Ken Cross wrote:
There is pretty much a one-to-one correspondence between the number of smbd processes open (i.e. connected users) and winbindd file descriptors (per fstat).
Hmm, it may be platform specific. smbd connects winbindd both directly and via NSS. On HP-UX it consumes two client pipes per smbd, and this might be due to linking libnss_winbind.1 with "-B symbolic", having symbols resolved locally, such that the two ways used by every smbd don't share client environment? It's just a guess.
I think forking would be counter-productive since winbindd caches so much stuff. A lot of it's in tdb files, though, so...
Agreed. And as far as 2.2 is concerned, a complete restructuring doesn't make sense any more. One can improve robustness and scalability with less modifications.
Frankly, I'm not sure what the smbd's are doing with winbindd after authentication.
I have observed that they are looking up uid->sid and gid->sid mappings very frequently. Yes, even if the Windows client seems really idle (user left desk and does not read or write anything) such lookups are triggered at least once per minute for every client. The frequency increases when a user is working actively. Plus lookups of name->sid, "user in group", and so on, but these are far less frequent. The latter ones can't be cached easily, but the set of id mappings an smbd comes across can.
There's another discussion looming about closing idle connections to winbindd.
Is this a separate discussion? I would consider them related :) Andrew Esh wrote:
Better yet: Have winbindd fork the same way smbd does, on a per-client basis. Someone should probably figure out what quality of the example network caused winbindd to consume so many sockets. Are there really that many requests being queued up at once? Shifting to a forking model would simply consume the same number and more processes. They are limited too.
Winbind's client connections persist as long as the client processes are alive, and are waiting for further requests. Clients never explicitly close the pipe, even if they had only one lookup during their lifetime. This is fine, as it makes clients submitting multiple requests in a row more efficient.

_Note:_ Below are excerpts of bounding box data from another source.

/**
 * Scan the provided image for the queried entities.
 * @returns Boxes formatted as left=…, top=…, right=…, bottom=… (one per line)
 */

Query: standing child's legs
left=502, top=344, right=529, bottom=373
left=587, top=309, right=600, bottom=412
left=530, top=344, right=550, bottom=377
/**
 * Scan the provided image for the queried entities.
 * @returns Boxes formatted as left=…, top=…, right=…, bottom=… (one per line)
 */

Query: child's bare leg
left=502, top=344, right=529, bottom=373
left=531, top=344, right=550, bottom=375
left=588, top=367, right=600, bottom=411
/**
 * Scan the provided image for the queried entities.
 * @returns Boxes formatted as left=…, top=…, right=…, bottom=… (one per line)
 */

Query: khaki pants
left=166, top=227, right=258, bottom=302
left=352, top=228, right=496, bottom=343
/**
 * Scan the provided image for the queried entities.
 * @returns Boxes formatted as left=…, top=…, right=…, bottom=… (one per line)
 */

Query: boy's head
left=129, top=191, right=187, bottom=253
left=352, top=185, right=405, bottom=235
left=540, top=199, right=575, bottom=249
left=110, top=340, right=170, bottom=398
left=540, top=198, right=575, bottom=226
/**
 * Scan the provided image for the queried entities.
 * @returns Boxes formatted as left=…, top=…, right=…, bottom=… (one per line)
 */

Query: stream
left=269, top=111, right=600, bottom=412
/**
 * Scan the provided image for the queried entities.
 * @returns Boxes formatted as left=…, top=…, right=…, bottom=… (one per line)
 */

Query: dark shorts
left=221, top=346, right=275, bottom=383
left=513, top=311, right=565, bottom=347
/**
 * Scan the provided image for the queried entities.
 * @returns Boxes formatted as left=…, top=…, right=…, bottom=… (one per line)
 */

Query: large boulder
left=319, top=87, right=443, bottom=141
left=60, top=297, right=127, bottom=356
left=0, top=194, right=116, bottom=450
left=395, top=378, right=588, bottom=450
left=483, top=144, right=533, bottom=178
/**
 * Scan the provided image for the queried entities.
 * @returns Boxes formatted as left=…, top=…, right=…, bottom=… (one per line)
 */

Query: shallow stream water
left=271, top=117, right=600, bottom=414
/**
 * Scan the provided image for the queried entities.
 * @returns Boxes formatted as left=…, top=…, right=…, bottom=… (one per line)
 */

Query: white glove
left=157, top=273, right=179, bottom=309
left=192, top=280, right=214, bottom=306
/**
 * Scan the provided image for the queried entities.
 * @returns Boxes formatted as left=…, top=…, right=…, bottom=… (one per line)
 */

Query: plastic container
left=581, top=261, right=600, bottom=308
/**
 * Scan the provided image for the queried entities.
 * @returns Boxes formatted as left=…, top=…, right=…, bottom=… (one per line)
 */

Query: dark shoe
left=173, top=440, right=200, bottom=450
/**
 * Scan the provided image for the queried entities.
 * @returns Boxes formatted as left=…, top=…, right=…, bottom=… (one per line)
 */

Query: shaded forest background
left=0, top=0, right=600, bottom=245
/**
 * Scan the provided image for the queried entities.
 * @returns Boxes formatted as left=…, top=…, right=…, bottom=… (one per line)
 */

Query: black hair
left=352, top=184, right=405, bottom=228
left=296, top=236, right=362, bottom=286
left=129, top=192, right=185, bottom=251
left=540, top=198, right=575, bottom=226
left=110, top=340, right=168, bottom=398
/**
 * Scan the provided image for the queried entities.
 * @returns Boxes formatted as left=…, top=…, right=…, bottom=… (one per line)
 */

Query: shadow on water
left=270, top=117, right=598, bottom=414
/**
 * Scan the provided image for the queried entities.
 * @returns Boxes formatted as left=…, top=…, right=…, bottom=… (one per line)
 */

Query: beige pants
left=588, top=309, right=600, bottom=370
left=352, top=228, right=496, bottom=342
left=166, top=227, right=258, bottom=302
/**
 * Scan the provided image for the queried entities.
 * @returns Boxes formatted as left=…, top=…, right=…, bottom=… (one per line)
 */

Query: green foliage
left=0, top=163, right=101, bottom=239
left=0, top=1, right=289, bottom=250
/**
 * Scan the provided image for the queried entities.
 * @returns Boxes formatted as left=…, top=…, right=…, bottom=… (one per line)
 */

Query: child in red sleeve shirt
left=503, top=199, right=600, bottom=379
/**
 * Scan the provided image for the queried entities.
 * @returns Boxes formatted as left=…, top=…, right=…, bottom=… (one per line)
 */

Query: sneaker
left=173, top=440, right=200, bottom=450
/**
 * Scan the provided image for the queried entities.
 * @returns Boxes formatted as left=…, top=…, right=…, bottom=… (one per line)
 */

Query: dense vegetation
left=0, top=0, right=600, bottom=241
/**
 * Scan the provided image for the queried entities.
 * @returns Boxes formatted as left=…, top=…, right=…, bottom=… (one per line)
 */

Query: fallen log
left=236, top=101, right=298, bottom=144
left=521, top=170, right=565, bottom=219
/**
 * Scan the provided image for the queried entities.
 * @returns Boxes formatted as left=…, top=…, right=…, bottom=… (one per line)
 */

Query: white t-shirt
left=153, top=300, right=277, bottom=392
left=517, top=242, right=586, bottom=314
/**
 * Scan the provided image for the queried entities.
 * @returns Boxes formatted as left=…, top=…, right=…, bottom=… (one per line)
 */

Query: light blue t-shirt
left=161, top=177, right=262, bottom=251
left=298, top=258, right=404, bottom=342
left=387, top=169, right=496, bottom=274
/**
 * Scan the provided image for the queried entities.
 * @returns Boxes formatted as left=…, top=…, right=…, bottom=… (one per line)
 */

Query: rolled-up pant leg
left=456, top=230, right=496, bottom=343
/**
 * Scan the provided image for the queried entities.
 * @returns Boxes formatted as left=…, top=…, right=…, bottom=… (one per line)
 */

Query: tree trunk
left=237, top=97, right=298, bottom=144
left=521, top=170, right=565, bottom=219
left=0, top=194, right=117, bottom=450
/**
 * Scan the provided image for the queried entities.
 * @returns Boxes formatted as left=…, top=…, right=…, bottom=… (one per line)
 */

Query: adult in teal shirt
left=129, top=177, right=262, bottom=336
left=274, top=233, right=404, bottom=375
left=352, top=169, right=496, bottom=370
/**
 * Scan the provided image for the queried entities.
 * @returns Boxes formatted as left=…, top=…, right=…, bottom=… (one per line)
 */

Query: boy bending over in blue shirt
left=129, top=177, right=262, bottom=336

And it gives winbindd the chance to store get??ent states in the winbindd connection environment. But if connection consumption gets excessive, why not look around for idle clients, and shut them down? (Note, "idle" does not mean the client is idle, just that it doesn't presently send requests to winbindd.)
We also need to be sure all the requests are making progress. If one gets hung, the client program would probably repeat the request, expending another instance of everything. Are there really 2048 users actively trying to make winbindd requests at the same time?
This is very unlikely, even more with smbds caching id mappings. And client requests are always processed, even if the client connection has been shut down. Client gets a broken pipe error on send and retries, opening a new connection. Shutting down another one that has been idle for a long time, if we are still at threshold. It is the same as when you restart winbindd while clients are alive. They just reconnect as soon as they are having a new request. Very gracefully :)
Perhaps this is the result of a very network-common failed NIS request, which falls through the passwd list in /etc/nsswitch.conf, and winds up asking winbindd about the same non-existent user. What is the content of the requests, and is there some way to fix the system so the users don't cause them to be issued at such a high rate? Should they even be forwarded to winbindd at all?
In such situations you will most probably see only one client connection carrying many requests (if there is one process failing on many users), or client connections popping up and going away rapidly (if there are many processes failing on one user each). Neither of them is a big problem for file descriptor consumption.
Maybe winbindd is piling up requests as it searches for a domain controller at the head of its "password server" list which is no longer working, or is no longer in DNS. Reorder that list, and winbindd might begin to process requests fast enough to stay ahead of the influx rate.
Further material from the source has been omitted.